Artificial Intelligence 18 min read

Essential Feature Selection Techniques for Machine Learning

This article explains why feature selection is crucial for building robust machine‑learning models and walks through popular filter, wrapper, and embedded methods—including information gain, chi‑square, LASSO, random‑forest importance, and PCA—providing code examples and practical guidance.

Code DAO

Dec 18, 2021

Essential Feature Selection Techniques for Machine Learning

Datasets often contain many features, but not all contribute to a model’s predictive power; unnecessary features can lower accuracy, increase complexity, and reduce generalization. Feature selection is therefore a necessary step in constructing effective machine‑learning models.

Filter Methods

Filter methods evaluate each feature independently using statistical measures without cross‑validation. They are low‑cost and effective at removing irrelevant and redundant features, though they do not address multicollinearity.

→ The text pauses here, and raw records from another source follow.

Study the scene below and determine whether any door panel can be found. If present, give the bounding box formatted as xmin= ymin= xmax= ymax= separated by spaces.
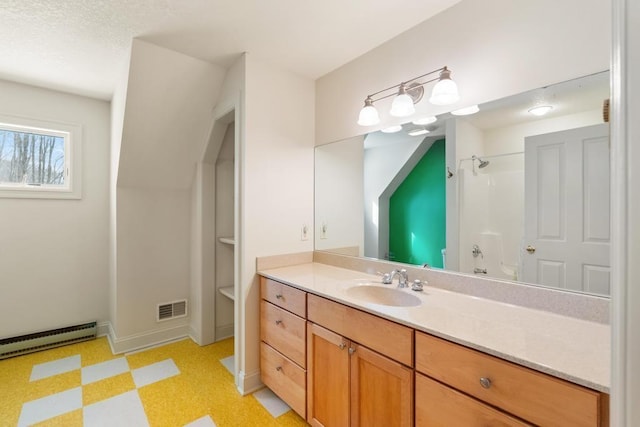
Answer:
xmin=350 ymin=344 xmax=413 ymax=427
xmin=307 ymin=323 xmax=349 ymax=427
xmin=522 ymin=124 xmax=610 ymax=295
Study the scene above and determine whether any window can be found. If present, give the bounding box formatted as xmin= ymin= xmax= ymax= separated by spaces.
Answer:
xmin=0 ymin=116 xmax=80 ymax=198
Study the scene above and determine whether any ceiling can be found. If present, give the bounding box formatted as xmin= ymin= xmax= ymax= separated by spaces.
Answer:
xmin=0 ymin=0 xmax=460 ymax=100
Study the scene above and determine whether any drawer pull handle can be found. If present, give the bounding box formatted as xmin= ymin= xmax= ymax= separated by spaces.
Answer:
xmin=480 ymin=377 xmax=491 ymax=388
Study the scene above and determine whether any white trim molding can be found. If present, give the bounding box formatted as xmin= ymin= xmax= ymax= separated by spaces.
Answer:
xmin=611 ymin=0 xmax=640 ymax=427
xmin=107 ymin=325 xmax=189 ymax=354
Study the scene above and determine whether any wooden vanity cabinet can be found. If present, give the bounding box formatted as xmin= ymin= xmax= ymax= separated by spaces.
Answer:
xmin=260 ymin=277 xmax=609 ymax=427
xmin=416 ymin=332 xmax=607 ymax=427
xmin=307 ymin=295 xmax=413 ymax=427
xmin=260 ymin=277 xmax=307 ymax=418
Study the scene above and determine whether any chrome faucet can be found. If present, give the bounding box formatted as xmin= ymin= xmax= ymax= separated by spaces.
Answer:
xmin=382 ymin=268 xmax=409 ymax=288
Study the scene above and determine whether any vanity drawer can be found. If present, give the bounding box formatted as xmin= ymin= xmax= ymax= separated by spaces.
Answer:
xmin=260 ymin=300 xmax=307 ymax=368
xmin=260 ymin=277 xmax=307 ymax=317
xmin=307 ymin=294 xmax=413 ymax=366
xmin=415 ymin=373 xmax=531 ymax=427
xmin=416 ymin=332 xmax=601 ymax=427
xmin=260 ymin=342 xmax=307 ymax=418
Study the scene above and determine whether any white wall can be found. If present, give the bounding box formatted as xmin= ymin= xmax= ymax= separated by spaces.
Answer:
xmin=316 ymin=0 xmax=611 ymax=144
xmin=111 ymin=40 xmax=224 ymax=352
xmin=236 ymin=55 xmax=315 ymax=392
xmin=0 ymin=81 xmax=109 ymax=337
xmin=114 ymin=187 xmax=191 ymax=340
xmin=109 ymin=47 xmax=131 ymax=333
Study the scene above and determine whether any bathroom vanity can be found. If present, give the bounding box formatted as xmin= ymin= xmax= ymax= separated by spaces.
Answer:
xmin=260 ymin=263 xmax=609 ymax=426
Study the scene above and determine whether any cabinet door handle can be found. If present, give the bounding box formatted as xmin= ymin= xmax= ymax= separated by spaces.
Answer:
xmin=480 ymin=377 xmax=491 ymax=388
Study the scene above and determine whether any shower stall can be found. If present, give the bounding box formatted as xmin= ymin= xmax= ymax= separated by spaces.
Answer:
xmin=457 ymin=152 xmax=524 ymax=280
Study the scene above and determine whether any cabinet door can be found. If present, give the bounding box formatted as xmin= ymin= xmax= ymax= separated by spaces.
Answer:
xmin=349 ymin=344 xmax=413 ymax=427
xmin=307 ymin=323 xmax=349 ymax=427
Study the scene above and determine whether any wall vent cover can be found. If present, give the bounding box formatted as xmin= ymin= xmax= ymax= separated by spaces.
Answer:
xmin=156 ymin=300 xmax=187 ymax=322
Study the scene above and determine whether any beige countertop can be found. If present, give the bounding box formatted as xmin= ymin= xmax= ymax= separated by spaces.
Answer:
xmin=259 ymin=263 xmax=611 ymax=393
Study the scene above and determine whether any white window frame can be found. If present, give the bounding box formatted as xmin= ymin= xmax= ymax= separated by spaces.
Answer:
xmin=0 ymin=114 xmax=82 ymax=199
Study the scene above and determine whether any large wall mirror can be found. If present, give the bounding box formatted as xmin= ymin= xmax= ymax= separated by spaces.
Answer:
xmin=315 ymin=71 xmax=610 ymax=296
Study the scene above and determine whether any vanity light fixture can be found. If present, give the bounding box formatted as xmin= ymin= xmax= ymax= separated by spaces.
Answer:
xmin=380 ymin=125 xmax=402 ymax=133
xmin=451 ymin=105 xmax=480 ymax=116
xmin=358 ymin=67 xmax=460 ymax=126
xmin=528 ymin=105 xmax=553 ymax=116
xmin=407 ymin=128 xmax=429 ymax=136
xmin=411 ymin=116 xmax=438 ymax=125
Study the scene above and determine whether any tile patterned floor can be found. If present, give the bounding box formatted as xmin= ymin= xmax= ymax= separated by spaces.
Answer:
xmin=0 ymin=338 xmax=307 ymax=427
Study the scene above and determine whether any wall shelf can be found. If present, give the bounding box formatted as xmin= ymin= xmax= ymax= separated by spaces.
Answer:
xmin=218 ymin=286 xmax=235 ymax=301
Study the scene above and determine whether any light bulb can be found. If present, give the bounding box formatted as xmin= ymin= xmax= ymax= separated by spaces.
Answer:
xmin=358 ymin=97 xmax=380 ymax=126
xmin=429 ymin=67 xmax=460 ymax=105
xmin=389 ymin=83 xmax=416 ymax=117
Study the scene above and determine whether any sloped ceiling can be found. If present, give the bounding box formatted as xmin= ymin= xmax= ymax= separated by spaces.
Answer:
xmin=118 ymin=40 xmax=225 ymax=190
xmin=0 ymin=0 xmax=460 ymax=100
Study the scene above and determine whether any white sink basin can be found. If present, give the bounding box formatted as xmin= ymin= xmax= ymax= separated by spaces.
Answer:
xmin=346 ymin=285 xmax=421 ymax=307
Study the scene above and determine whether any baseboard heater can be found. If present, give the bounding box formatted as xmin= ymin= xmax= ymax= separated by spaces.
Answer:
xmin=0 ymin=322 xmax=98 ymax=359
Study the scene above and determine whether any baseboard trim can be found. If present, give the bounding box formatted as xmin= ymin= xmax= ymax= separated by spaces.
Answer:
xmin=236 ymin=370 xmax=264 ymax=396
xmin=216 ymin=323 xmax=234 ymax=342
xmin=96 ymin=321 xmax=111 ymax=337
xmin=107 ymin=325 xmax=189 ymax=354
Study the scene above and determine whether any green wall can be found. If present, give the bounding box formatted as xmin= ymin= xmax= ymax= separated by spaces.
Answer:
xmin=389 ymin=140 xmax=446 ymax=268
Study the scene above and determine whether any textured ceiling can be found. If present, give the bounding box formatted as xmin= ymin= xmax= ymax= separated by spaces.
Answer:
xmin=0 ymin=0 xmax=460 ymax=99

Common filter techniques demonstrated include:

Information Gain – measures the reduction in entropy provided by a feature. Example code:

from sklearn.feature_selection import mutual_info_classif
importances = mutual_info_classif(X, Y)
feat_importances = pd.Series(importances, dataframe.columns[0:len(dataframe.columns)-1])
feat_importances.plot(kind='barh', color='teal')
plt.show()

Chi‑square Test – assesses the relationship between categorical features and the target. Example code:

from sklearn.feature_selection import SelectKBest, chi2
X_cat = X.astype(int)
chi2_features = SelectKBest(chi2, k=3)
X_kbest_features = chi2_features.fit_transform(X_cat, Y)
print('Original feature number:', X_cat.shape[1])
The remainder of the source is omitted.